About the project

Shorthand was an important part of Dickens's toolkit as a writer, but although he used it extensively for parliamentary reporting, letter writing, and note taking, little is known about how he did so. The unique system that he developed, based upon Gurney's Brachygraphy, is complex and puzzling; Dickens himself called it a 'savage stenographic mystery'.

There are at least 10 known manuscripts of Dickens's shorthand, dating from the 1830s to the late 1860s. These manuscripts are located in 6 archives across the world, as well as 2 private collections. Several manuscripts remain undeciphered, including a letter from the 1850s and a set of shorthand booklets collected by Dickens's shorthand pupil, Arthur Stone. These booklets, totalling c.70 pages, include 6 undeciphered shorthand dictation exercises of 1-2 pages each. Dickens's shorthand has proved extremely difficult to decode and, in most cases, experts have been unable to locate the source texts used for the exercises. They could be published or unpublished passages written by Dickens, or by another author. The mystery of these undeciphered texts is as compelling for the public as it is for academics and the sesquicentenary of Dickens's death in 2020 provides an ideal opportunity to harness wider interest in solving the 'Dickens Code'.

The material is novel in its own right and the task of deciphering it provides a test case with implications far beyond Dickens Studies. An approach that combines machine learning's power to identify patterns across datasets with contextual interpretation by volunteers is likeliest to succeed. However, the limited corpus and idiosyncratic nature of Dickens's shorthand creates barriers to machine learning methods, while the complexity of the material places additional demands upon the human interpreter.

Tackling these challenges offers a template for approaching similarly complex decoding problems, where human expertise and technology have to work hand-in-hand. However, to understand these challenges and identify potential solutions, the 'Dickens Code' problem needs to be viewed in the round. Accordingly, this project will convene a network that draws expertise from different disciplinary areas (Dickens Studies, Digital Humanities, Forensic Linguistics, and Informatics) and stakeholder groups (museums and archives).

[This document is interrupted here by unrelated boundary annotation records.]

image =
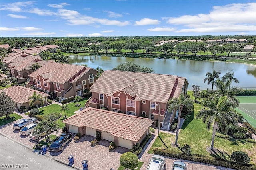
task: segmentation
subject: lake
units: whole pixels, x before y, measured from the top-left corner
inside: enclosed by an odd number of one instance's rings
[[[191,90],[193,84],[198,85],[201,90],[211,88],[211,84],[204,83],[207,72],[214,70],[220,72],[220,77],[228,72],[235,72],[234,77],[239,81],[232,83],[231,86],[256,88],[256,66],[244,64],[221,61],[197,61],[162,59],[127,58],[100,56],[71,56],[70,64],[86,64],[96,68],[98,66],[104,70],[112,70],[117,65],[128,61],[154,70],[155,73],[177,75],[186,78]]]

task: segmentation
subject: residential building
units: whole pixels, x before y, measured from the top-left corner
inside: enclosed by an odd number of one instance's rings
[[[36,93],[36,95],[42,95],[45,104],[48,102],[47,97],[49,96],[49,94],[20,86],[14,86],[0,90],[0,93],[2,92],[5,92],[6,94],[10,96],[15,103],[16,107],[18,108],[20,108],[22,106],[25,106],[26,108],[28,109],[30,107],[29,102],[32,100],[28,100],[28,98],[33,96],[34,92]],[[39,103],[38,103],[38,104]],[[34,106],[36,104],[35,103]]]
[[[28,75],[30,82],[27,87],[34,86],[46,93],[54,92],[59,101],[82,96],[96,80],[98,71],[90,67],[68,64],[48,62]]]
[[[188,84],[185,78],[177,76],[109,70],[91,87],[92,98],[86,105],[154,122],[160,105],[160,124],[167,128],[178,115],[177,110],[168,110],[168,101],[186,95]]]
[[[69,132],[96,137],[115,142],[116,146],[131,149],[150,133],[153,121],[148,119],[87,107],[62,121]]]

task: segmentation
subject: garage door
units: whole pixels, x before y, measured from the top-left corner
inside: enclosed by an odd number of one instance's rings
[[[77,126],[68,125],[68,127],[69,128],[69,132],[76,133],[78,132],[78,127]]]
[[[110,133],[103,131],[102,137],[103,139],[107,140],[109,141],[113,141],[114,142],[114,136],[110,135]]]
[[[96,137],[96,129],[86,127],[86,135]]]
[[[118,138],[118,145],[129,149],[132,149],[132,141],[123,138]]]

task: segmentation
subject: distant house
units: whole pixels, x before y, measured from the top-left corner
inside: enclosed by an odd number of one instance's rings
[[[29,102],[31,100],[29,100],[28,99],[33,95],[34,92],[37,95],[42,95],[44,104],[46,104],[48,102],[47,97],[49,96],[49,94],[20,86],[14,86],[0,90],[0,93],[2,92],[5,92],[6,94],[10,96],[12,100],[15,102],[16,107],[18,108],[20,108],[20,106],[25,106],[27,109],[30,107]],[[36,103],[34,104],[34,106],[35,105]]]
[[[91,87],[92,98],[86,104],[155,122],[160,103],[160,122],[167,129],[178,115],[177,110],[169,111],[168,101],[186,95],[188,84],[185,78],[177,76],[107,70]]]
[[[69,132],[101,137],[115,142],[116,146],[131,149],[133,144],[141,143],[153,121],[148,119],[111,111],[87,107],[62,121]]]
[[[54,92],[54,96],[61,101],[75,96],[82,96],[96,80],[98,72],[90,67],[48,62],[28,75],[30,82],[26,86],[46,93]]]

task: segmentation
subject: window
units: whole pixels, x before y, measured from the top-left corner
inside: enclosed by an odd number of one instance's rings
[[[135,101],[133,100],[127,99],[126,100],[126,105],[127,106],[135,107]]]
[[[133,116],[135,115],[135,112],[134,112],[133,111],[126,111],[126,114],[127,115],[132,115]]]
[[[100,100],[103,100],[103,94],[100,94]]]
[[[156,108],[156,102],[150,102],[150,107],[153,109]]]
[[[112,98],[112,103],[119,104],[119,98]]]
[[[120,111],[120,110],[119,110],[119,109],[112,108],[112,111],[114,111],[115,112],[118,112]]]
[[[100,104],[100,109],[101,109],[102,108],[104,107],[104,105],[103,104]]]

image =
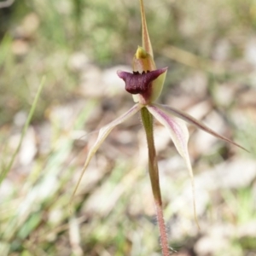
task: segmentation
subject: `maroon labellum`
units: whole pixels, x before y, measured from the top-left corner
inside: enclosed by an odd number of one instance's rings
[[[166,71],[166,67],[147,71],[128,73],[119,70],[118,76],[125,82],[125,90],[131,94],[144,94],[151,89],[151,83]]]

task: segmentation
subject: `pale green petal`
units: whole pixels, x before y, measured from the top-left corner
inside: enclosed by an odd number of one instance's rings
[[[162,111],[169,113],[169,114],[172,114],[176,117],[178,117],[183,120],[185,120],[186,122],[191,124],[191,125],[195,125],[196,127],[203,130],[204,131],[206,132],[208,132],[210,134],[212,134],[212,136],[219,138],[219,139],[222,139],[227,143],[230,143],[233,145],[236,145],[246,151],[247,151],[246,148],[244,148],[243,147],[241,147],[241,145],[234,143],[233,141],[218,134],[217,132],[215,132],[213,130],[212,130],[211,128],[207,127],[206,125],[204,125],[202,122],[197,120],[196,119],[195,119],[194,117],[192,117],[191,115],[189,115],[189,113],[186,113],[181,110],[178,110],[178,109],[176,109],[176,108],[173,108],[172,107],[169,107],[169,106],[166,106],[166,105],[161,105],[161,104],[154,104],[154,106],[156,106],[158,108],[161,109]],[[248,152],[248,151],[247,151]]]
[[[100,131],[99,131],[99,135],[97,137],[97,140],[96,141],[95,144],[91,147],[91,148],[90,149],[84,166],[83,167],[82,170],[82,173],[79,177],[79,179],[76,184],[75,189],[73,193],[73,195],[71,197],[71,201],[73,200],[79,186],[79,183],[82,180],[82,177],[84,176],[84,173],[91,160],[91,158],[94,156],[94,154],[96,153],[96,151],[98,150],[98,148],[100,148],[100,146],[102,145],[102,143],[104,142],[104,140],[106,139],[106,137],[108,137],[108,135],[110,133],[110,131],[118,125],[119,125],[120,123],[123,123],[124,121],[125,121],[126,119],[128,119],[129,118],[131,118],[131,116],[133,116],[135,113],[137,113],[143,106],[141,104],[136,104],[134,105],[130,110],[128,110],[125,113],[122,114],[120,117],[119,117],[118,119],[114,119],[113,122],[109,123],[108,125],[103,126]]]
[[[186,162],[192,184],[194,215],[195,222],[198,225],[195,203],[195,184],[193,170],[188,151],[188,142],[189,138],[189,134],[186,124],[181,119],[167,115],[166,113],[156,107],[156,104],[148,105],[146,106],[146,108],[154,115],[154,117],[168,130],[171,138],[177,150]]]

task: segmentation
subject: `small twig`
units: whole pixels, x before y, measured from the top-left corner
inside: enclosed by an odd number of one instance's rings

In Dickens Studies, enhanced understanding of the author's shorthand will lead to internationally significant insights about Dickens's creative process. For Informatics, the 'Dickens Code' may generate modified or novel approaches to handwritten coded material with broader applicability. In Digital Humanities, the 'Dickens Code' provides a template for engaging users with 'difficult' content. Beyond the Academy, increased public awareness of Dickens's shorthand will bring to light a little-known aspect of the life of one of the world's most famous authors. Throughout his career, Dickens sought to cultivate a close relationship with his readers; 150 years on, the 'Dickens Code' seeks to revitalise this connection, by enabling academics and non-academics to work together to uncover Dickens's last unknown texts.